You don't hear much about domestic sex trafficking from the media or government officials, and yet it infects suburbs, cities and towns across the nation. According to the FBI, sex trafficking is the fastest growing business in organized crime, the second most-lucrative commodity traded illegally after drugs and guns. It's an industry that revolves around cheap sex on the fly, with young girls and women who are sold to 50 men each day for $25 apiece, while their handlers make $150,000 to $200,000 per child each year.
In order to avoid detection by police and cater to male buyers' demand for sex with different women, pimps and the gangs and crime syndicates they work for have turned sex trafficking into a highly mobile enterprise, with trafficked girls, boys and women constantly being moved from city to city, state to state, and country to country. The Baltimore-Washington area, referred to as The Circuit, with its I-95 corridor dotted with rest stops, bus stations and truck stops, is a hub for the sex trade.
With a growing demand for sexual slavery and an endless supply of girls and women who can be targeted for abduction, this is not a problem that's going away anytime soon. Young girls are particularly vulnerable, with 13 being the average age of those being trafficked. Yet as the head of a group that combats trafficking pointed out, "Let's think about what average means. That means there are children younger than 13. That means 8-, 9-, 10-year-olds."

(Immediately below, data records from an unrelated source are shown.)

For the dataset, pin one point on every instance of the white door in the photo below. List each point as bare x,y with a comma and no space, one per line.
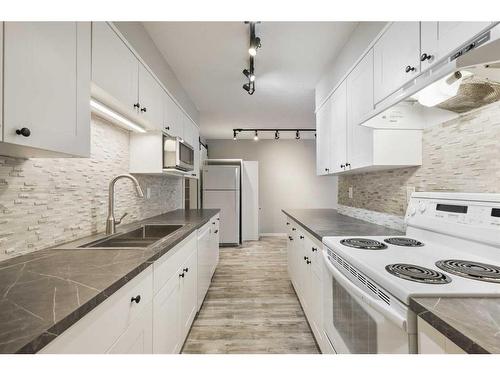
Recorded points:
228,203
323,124
171,117
189,303
46,90
338,135
166,323
359,103
115,69
221,177
150,99
396,58
138,338
439,39
250,201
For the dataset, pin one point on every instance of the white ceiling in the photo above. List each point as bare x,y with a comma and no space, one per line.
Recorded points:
208,59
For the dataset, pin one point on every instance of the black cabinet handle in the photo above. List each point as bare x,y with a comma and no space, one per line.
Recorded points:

Consider this: every two minutes, a child is exploited in the sex industry. In Georgia alone, it is estimated that 7,200 men (half of them in their 30s) seek to purchase sex with adolescent girls each month, averaging roughly 300 a day. It is estimated that at least 100,000 children--girls and boys--are bought and sold for sex in the U.S. every year, with as many as 300,000 children in danger of being trafficked each year. Some of these children are forcefully abducted, others are runaways, and still others are sold into the system by relatives and acquaintances.
As one news center reported, "Finding girls is easy for pimps. They look on MySpace, Facebook, and other social networks. They and their assistants cruise malls, high schools and middle schools. They pick them up at bus stops. On the trolley. Girl-to-girl recruitment sometimes happens." Foster homes and youth shelters have also become prime targets for traffickers.

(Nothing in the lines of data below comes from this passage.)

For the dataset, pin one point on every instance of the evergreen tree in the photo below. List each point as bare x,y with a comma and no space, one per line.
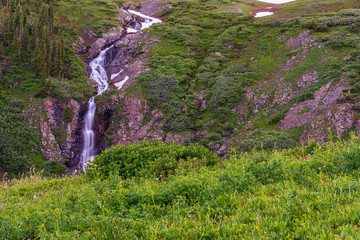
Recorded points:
35,30
61,55
36,55
51,18
49,58
26,36
42,64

With such numbers, why don't we hear more about this? Especially if, as Ernie Allen of the National Center for Missing and Exploited Children insists, "this is not a problem that only happens in New York and Los Angeles and San Francisco. This happens in smaller communities. The only way not to find this in any American city is simply not to look for it."

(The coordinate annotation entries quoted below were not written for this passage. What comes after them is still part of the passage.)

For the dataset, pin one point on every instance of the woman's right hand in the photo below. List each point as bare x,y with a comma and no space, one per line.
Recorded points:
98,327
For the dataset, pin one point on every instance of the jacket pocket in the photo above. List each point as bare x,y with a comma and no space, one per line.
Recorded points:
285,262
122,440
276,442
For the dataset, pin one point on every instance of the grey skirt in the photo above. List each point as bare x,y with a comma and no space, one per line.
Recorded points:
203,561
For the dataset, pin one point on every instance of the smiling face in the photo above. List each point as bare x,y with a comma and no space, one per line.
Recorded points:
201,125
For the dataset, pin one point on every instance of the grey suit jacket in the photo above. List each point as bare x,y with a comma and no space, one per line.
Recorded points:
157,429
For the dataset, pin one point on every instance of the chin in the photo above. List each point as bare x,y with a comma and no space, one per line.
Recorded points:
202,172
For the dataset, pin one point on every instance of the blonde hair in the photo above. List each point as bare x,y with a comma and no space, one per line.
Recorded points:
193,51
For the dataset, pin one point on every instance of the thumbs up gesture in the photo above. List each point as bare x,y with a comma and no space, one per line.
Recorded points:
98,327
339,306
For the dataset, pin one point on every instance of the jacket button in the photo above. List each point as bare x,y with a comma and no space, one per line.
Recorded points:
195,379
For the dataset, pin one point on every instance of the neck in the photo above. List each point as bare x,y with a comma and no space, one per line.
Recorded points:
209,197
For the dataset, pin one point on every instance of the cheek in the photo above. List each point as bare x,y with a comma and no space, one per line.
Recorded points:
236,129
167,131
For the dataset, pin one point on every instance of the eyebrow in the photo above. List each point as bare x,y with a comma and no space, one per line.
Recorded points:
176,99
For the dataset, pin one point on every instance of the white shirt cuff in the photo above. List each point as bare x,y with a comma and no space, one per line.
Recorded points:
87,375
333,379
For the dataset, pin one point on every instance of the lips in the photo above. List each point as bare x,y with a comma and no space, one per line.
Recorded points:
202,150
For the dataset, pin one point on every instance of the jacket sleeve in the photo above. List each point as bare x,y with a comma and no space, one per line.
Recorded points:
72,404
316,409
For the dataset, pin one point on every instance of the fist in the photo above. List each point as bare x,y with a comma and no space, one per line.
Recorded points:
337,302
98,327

Unfortunately, Americans have become good at turning away from things that make us uncomfortable or stray too far from our picture-perfect images of ourselves. In this regard, we're all complicit in contributing to this growing evil which, for all intents and purposes, is out in the open: advertising on the internet, commuting on the interstate, operating in swanky hotels, taking advantage of a system in which the police, the courts and the legislatures are more interested with fattening their coffers by targeting Americans for petty violations than actually breaking up crime syndicates.
Writing for the Herald-Tribune, reporter J. David McSwane has put together one of the most chilling and insightful investigative reports into sex trafficking in America. "The Stolen Ones" should be mandatory reading for every American, especially those who still believe it can't happen in their communities or to their children because it's mainly a concern for lower income communities or immigrants.
As McSwane makes clear, no community is safe from this danger, and yet very little is being done to combat it. Indeed, although police agencies across the country receive billions of dollars' worth of military equipment, weapons and training that keeps them busy fighting a losing battle against marijuana, among other less pressing concerns, very little time and money is being invested in the fight against sex trafficking except for the FBI's annual sex trafficking sting, which inevitably makes national headlines for the numbers of missing girls recovered.